Another random thought or two... On DVD, it becomes fairly obvious in "The Clown That Cried" that William Wayne is playing both clown roles most of the time, doubling for actor Peter Brocco, who is supposedly disguised as him. Also, I don't know if "My Friend Superman" was the last episode shot for this season, but the food fight that ends the show would have been a great stress-relieving way to conclude the stretch. The scene has the air of a wrap party. I should also mention that Warner's screen menus are a delight. They actually tell an archetypal Superman story in a nutshell.

Season 2 marked the end of Superman's television adventures in black-and-white. The third season, only 12 episodes long, saw a transition to color and -- for the most part -- a significant brain-drop. We're talking "The Bully of Dry Gulch" and "Flight to the North," the episode where Chuck Connors plays backwoods clodhopper Sylvester J. Superman. Nevertheless, THE ADVENTURES OF SUPERMAN would always retain its charm, which was specifically the charm of its cast -- particularly George Reeves, who remains for many the definitive Superman -- and its increasingly wacky sense of fantasy.
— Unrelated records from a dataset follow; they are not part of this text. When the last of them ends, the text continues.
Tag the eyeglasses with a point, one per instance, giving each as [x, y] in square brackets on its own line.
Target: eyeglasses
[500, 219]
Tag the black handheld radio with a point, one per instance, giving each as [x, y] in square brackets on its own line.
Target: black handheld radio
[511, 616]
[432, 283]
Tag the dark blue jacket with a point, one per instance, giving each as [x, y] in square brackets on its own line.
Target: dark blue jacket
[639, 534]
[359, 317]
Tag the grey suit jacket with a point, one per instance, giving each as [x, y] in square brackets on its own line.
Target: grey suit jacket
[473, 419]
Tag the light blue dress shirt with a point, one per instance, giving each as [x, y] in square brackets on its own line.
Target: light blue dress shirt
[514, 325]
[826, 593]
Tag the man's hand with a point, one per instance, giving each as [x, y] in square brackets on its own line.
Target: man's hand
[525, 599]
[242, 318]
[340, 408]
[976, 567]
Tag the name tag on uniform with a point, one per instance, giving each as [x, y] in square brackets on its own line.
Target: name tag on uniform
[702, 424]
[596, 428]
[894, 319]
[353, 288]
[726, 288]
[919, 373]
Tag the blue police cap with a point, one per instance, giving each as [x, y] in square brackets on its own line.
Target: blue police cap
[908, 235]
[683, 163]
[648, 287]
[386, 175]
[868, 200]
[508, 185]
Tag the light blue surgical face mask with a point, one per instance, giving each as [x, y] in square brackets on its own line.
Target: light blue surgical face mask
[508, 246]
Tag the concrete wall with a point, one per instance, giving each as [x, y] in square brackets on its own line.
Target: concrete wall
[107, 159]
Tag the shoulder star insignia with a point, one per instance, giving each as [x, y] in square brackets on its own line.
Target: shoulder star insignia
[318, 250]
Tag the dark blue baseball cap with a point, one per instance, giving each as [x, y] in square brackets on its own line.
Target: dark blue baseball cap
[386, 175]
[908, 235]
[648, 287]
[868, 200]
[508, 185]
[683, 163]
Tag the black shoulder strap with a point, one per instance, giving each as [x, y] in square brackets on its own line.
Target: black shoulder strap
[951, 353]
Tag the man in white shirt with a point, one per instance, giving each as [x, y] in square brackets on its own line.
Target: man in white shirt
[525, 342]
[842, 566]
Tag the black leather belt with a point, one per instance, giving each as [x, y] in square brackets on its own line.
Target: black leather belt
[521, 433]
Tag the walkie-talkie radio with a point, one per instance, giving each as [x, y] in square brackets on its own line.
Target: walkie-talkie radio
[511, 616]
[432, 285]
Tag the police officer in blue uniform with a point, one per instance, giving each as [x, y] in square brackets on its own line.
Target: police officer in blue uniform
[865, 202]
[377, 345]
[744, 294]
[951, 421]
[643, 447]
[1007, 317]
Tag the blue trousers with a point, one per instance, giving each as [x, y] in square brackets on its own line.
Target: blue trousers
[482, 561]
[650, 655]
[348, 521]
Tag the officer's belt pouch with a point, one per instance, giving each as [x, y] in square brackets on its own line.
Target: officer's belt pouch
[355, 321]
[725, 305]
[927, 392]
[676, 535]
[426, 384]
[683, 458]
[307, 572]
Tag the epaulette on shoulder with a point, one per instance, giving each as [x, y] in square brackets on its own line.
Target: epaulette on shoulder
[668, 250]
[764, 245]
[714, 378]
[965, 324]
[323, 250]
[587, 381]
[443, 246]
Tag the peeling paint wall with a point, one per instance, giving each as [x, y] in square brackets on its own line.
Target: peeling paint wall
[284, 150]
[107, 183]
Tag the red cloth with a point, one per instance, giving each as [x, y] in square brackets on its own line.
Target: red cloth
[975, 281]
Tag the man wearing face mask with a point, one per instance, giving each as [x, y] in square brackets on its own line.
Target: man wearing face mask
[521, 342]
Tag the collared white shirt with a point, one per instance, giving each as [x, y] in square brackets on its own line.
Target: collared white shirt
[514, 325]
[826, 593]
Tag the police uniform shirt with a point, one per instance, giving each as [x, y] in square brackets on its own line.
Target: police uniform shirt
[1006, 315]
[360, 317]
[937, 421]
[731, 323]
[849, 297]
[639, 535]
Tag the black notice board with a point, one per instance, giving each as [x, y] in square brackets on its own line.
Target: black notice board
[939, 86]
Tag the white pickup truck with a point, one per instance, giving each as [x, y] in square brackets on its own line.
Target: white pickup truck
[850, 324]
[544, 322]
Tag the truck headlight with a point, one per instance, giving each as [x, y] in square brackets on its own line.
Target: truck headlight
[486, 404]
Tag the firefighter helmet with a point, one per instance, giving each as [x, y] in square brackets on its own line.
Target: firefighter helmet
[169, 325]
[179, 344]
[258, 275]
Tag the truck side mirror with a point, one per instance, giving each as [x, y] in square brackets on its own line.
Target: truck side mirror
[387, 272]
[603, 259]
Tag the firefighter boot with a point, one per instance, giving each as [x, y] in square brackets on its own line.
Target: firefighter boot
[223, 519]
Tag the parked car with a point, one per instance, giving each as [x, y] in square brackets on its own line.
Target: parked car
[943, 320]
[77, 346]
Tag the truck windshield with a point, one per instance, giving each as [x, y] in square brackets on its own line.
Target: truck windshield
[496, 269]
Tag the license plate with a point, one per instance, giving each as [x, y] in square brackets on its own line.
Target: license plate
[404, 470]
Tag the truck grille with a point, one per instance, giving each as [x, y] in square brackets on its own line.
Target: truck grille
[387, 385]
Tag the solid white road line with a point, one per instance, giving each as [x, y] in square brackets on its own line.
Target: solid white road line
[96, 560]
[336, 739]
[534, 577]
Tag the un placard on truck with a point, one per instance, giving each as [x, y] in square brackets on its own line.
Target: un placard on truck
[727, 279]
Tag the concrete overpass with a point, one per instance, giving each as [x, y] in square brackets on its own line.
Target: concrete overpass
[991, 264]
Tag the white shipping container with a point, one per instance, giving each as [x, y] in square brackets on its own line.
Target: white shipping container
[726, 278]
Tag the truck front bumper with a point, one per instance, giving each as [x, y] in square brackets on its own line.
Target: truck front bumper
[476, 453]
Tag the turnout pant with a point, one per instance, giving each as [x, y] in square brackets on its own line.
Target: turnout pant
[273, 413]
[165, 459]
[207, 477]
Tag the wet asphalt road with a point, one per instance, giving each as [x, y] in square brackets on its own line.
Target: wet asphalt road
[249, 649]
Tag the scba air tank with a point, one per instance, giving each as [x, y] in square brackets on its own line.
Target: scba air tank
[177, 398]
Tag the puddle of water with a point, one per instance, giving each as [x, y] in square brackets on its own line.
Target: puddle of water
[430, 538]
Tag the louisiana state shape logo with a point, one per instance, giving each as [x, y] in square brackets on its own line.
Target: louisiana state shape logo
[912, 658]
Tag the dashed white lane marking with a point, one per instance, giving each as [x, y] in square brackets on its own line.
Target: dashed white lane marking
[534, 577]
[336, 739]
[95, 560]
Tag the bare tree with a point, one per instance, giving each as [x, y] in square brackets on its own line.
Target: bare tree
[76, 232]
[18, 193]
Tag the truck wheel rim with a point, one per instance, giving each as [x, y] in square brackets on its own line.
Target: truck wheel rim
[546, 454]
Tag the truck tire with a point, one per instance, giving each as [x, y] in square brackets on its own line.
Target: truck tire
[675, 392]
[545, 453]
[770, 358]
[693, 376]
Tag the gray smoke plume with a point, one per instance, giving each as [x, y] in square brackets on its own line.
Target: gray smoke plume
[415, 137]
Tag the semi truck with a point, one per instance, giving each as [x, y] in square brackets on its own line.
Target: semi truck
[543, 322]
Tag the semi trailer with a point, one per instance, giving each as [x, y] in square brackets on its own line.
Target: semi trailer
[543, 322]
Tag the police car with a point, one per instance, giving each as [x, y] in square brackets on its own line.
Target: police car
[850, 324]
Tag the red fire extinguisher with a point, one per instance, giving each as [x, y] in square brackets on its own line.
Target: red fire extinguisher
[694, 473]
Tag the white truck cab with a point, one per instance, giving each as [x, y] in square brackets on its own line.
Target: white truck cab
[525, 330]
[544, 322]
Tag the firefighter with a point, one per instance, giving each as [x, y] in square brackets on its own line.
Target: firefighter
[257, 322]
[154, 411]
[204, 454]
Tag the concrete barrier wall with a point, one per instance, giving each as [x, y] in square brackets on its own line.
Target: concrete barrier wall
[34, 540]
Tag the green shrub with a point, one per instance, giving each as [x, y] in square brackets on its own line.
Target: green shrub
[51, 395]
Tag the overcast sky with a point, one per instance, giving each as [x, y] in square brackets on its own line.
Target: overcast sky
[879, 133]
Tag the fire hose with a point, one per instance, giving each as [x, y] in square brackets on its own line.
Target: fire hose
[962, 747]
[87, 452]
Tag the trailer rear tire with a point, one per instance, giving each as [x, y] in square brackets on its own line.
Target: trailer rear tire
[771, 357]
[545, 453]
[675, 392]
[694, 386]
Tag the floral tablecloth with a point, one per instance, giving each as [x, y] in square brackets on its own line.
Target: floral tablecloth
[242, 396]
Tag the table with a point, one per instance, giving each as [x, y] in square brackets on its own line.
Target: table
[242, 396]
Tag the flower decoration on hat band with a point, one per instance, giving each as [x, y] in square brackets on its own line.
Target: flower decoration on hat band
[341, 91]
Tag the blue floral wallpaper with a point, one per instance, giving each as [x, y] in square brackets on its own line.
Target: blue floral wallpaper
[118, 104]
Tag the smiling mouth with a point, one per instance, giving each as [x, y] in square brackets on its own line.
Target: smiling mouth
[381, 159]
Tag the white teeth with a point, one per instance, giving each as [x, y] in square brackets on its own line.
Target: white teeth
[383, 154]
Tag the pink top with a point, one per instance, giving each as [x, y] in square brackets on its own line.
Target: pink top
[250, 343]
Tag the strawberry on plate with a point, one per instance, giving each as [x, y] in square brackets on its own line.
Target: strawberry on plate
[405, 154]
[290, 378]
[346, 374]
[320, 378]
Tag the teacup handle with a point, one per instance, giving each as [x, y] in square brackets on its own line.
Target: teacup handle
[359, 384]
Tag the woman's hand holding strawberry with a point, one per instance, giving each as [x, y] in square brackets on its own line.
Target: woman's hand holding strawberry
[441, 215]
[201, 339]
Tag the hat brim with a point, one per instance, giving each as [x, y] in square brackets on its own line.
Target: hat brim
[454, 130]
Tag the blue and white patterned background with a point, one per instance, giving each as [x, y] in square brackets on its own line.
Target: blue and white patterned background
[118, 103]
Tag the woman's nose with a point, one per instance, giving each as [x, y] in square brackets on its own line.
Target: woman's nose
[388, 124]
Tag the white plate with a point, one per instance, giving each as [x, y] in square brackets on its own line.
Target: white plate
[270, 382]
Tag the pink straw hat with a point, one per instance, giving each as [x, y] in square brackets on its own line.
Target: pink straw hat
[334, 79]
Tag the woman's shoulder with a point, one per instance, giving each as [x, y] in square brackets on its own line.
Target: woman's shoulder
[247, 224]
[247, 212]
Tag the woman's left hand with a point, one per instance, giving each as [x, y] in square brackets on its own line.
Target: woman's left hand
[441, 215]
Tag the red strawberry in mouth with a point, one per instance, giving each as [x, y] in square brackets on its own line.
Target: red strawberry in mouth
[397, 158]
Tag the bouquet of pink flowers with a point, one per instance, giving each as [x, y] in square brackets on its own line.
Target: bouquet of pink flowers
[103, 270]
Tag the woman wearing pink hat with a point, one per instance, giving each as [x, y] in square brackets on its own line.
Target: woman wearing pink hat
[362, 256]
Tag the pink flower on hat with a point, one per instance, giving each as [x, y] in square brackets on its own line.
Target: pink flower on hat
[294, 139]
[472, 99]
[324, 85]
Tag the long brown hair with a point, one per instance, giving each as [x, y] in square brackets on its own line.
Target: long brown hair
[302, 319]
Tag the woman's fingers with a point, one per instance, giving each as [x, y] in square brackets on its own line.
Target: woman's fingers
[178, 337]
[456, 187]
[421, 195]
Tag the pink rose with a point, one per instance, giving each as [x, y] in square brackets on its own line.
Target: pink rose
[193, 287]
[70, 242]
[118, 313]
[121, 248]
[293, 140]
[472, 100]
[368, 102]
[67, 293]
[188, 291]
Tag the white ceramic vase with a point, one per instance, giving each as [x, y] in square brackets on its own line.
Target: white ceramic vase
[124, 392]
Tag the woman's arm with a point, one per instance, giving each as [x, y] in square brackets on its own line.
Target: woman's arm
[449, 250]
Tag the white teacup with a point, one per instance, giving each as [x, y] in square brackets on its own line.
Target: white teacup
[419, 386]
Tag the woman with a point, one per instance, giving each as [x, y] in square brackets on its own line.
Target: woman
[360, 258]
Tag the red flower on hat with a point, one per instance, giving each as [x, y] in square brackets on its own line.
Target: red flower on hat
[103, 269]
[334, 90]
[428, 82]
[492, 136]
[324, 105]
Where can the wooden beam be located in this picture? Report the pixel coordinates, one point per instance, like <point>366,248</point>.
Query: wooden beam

Although I find myself bringing a stronger critical standard to bear on these episodes on DVD than I've ever done in a lifetime of enjoying them on television, I know exactly how to remind myself of what a wonderment this set really is. All I need to do is think back to a certain Christmas in my childhood when one of my gifts from Santa was a Kenner Give-A-Show Projector. One of the little films that came with the set was a reel of THE ADVENTURES OF SUPERMAN; I think it was a condensed version of the final episode, "All That Glitters." I can remember projecting that film, over and over, all Christmas Day, on the wall inside my bedroom closet (the darkest place I could find in the daytime) -- incredulous that something had been invented that allowed me to watch Superman fly, forwards and even backwards, as much as I wanted to.

It may be my job to be critical, but owning this entire season of ADVENTURES OF SUPERMAN episodes on DVD beats that childhood memory all hollow -- and don't I know it.